スピーカーの音質改良で「試行錯誤のアリ地獄にはまるのはイヤなので」と書いた通り、あと一回だけのつもりで、表面が平滑なタイルを探していたところ、ある店でまさにドンピシャリのサイズのイタリア製タイルというのを見つけました。

イタリア製などと云うとさも特別なもののようですが、無地のなんということもないもので、価格も一枚100円ほどにすぎません。

これを素焼きレンガの上に置くつもりですが、レンガとタイルでは接触面が均一にならずに斑な点で接触してしまうことを避けるべく、柔軟性のある滑り止めシートを間に挟んで重ねました。
果たして結果は上々で、これまでで一番良い結果が出たように感じますが、かといって劇的変化といえるものでもなく、心もち変わったなぁ…ぐらいの変化ではありました。

これまでにやってみた経過としては、まずカーペットに直接置いていたときに較べて、ステンレス製バットを置くと音にやや明晰さが加わります。次いで素焼きレンガに換えると一転して音がかなりこもってしまいこれは大きな変化で、カーペット以上のこもりだったことに驚きました。
逆に云えば、素焼きレンガはかなり強力な吸音効果があるようで、これは防音対策などで上手く使えば有効かもしれません。

これはまずいというわけで、レンガの上に再びステンレス製バットを置くと、とりあえず以前の明晰さは復活します。
さらにステンレス製バットをタイルに換えてみると、明晰さという点では似たようなものですが、強いて云うなら音に落ち着きと重心が加わり、響きの安定感が増しました。

音質そのものはスピーカーが変わったわけではないのでそれほど変化するわけでもないのは当然ですが、やはり土台がしっかりしたぶん、響きに腰がすわったというか、例えばピアノなどでは、音そのものもさることながら、音が出た後にふわっと漂うホールの残響などに明瞭さがでたように感じます。

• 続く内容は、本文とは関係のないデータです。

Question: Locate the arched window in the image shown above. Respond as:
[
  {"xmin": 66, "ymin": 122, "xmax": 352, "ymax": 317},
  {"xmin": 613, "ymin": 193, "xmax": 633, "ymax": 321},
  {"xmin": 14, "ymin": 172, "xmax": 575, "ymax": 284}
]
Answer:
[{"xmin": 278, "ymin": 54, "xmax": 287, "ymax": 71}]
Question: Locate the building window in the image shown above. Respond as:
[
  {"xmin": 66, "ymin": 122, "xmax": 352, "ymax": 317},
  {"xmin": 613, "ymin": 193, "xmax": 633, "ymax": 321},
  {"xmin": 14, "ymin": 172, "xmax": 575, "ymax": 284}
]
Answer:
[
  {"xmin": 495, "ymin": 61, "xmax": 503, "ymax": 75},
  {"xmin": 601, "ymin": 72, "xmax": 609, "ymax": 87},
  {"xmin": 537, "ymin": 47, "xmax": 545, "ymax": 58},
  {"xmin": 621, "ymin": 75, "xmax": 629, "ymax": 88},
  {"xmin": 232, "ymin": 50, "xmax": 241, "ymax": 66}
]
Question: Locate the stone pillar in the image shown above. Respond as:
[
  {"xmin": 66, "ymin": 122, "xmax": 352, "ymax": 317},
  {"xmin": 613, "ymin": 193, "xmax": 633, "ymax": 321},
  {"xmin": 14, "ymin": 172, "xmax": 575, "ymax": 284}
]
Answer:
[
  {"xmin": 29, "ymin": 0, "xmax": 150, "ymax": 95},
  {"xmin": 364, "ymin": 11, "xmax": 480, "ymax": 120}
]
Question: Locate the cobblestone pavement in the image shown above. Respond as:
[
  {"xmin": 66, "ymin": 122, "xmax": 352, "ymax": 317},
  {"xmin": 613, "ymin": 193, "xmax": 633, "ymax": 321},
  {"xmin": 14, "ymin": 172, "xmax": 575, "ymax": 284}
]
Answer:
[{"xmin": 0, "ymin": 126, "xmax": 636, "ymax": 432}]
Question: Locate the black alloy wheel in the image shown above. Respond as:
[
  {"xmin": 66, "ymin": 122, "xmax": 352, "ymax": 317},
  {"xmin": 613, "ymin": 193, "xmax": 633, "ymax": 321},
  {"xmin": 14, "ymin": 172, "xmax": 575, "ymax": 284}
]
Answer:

人間とはおかしなもので、こういうことをせっせとやっていると、わずかなことでも自分の労力が加わっているぶん、それを報われたいという思いが判断を甘くするのか、なにやら変わったような気がしてくるもので、多少の贔屓目ではあるかもしれません。
そういう意味では気のせいかもしれませんが、ま、これぞまさしく誰に迷惑をかけるわけでもなく、自分だけが楽しんでいることなので、結果的に自分が良いと思えるなら、思えるだけやった甲斐があるというものです。

着手するまでは腰が重いのですが、やってみると結構楽しく、音質を手ずから調整するなんてことは、この自作スピーカー以前はまったく未経験の分野だったのですが、オーディオマニアの楽しみの一端を垣間見ることができたようでした。
もちろんマロニエ君がやっていることなんぞ、達人達から見れば幼稚園以下のレベルのことでしょうけれども、それでも自分なりにおもしろいものです。